Sabrina gasp-moans. “Fresh-baked cookies? How fresh?”
“They were still warm.”
“Oh, god. Were they amazing?”
“Soo good.” Like let me rethink all of my life choices so that I can now make choices that result in Theo bringing me chocolate chip cookies good.
Which, naturally, I didn’t say to him.
Not that he gave me much of a chance.
He showed up with cookies, dropped three on the bed, and before I could take a single bite, he told me he was going to check on the kittens and disappeared.
Leaving me alone with the knowledge that my moment of rebellion last night led to him having zero interest now, despite my growing crush on him.
Growing?
Renewed?
I’m a disaster.
Emma blinks at me. “Fresh-baked cookies?”
“Unless I’m still having drunken hallucinations.”
She’s frowning. “Chocolate chip?”
“With a dusting of salt on top.
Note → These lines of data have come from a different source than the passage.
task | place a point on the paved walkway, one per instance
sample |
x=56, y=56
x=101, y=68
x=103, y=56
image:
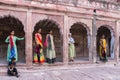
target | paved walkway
x=86, y=72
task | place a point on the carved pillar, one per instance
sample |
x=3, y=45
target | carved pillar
x=89, y=41
x=94, y=33
x=65, y=40
x=117, y=41
x=28, y=40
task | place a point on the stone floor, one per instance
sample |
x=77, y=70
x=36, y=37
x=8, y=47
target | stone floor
x=76, y=72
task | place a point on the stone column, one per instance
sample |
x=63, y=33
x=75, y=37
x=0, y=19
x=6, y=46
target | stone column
x=117, y=41
x=89, y=47
x=65, y=40
x=94, y=33
x=28, y=40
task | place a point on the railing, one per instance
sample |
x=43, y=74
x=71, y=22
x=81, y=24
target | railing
x=92, y=3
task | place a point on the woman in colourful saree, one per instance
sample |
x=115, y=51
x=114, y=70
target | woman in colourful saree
x=103, y=49
x=12, y=48
x=38, y=55
x=72, y=53
x=51, y=55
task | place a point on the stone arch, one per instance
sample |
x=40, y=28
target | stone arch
x=8, y=23
x=109, y=33
x=81, y=34
x=110, y=28
x=46, y=25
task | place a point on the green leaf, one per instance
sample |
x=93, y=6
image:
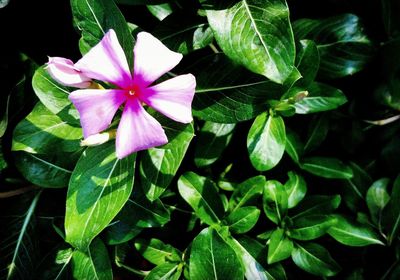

And they tasted like melted caramel.”
Her frown goes deeper as she reaches for her phone, then shakes her head and drops it back into her purse.
“What’s your beef with chocolate chip cookies?” Sabrina asks.
Emma shakes her head. “Nothing. It’s nothing.”
Sabrina and I share a look.
Clearly not nothing.
“You think he robbed a bakery?” Sabrina asks.
Emma chokes on her water. “Stop. He didn’t rob a bakery. Laney, I need to hear more about this pig incident yesterday. You didn’t make a lot of sense last night.”
I reach into my own bag, desperate to move on from talking about Theo.
Do I like him?
Yes.
Do I like him enough that I want to get to know him more?
Yes.
Can I handle that right now?
No. No, I cannot. Because I feel like an idiot. Like a failure at having fun. Like I’m the trouble. Like I’m high-maintenance.
Whereas he was nothing but sweet and kind and gentle in ways I didn’t expect and can’t help craving. “No stories until we’re drinking right.”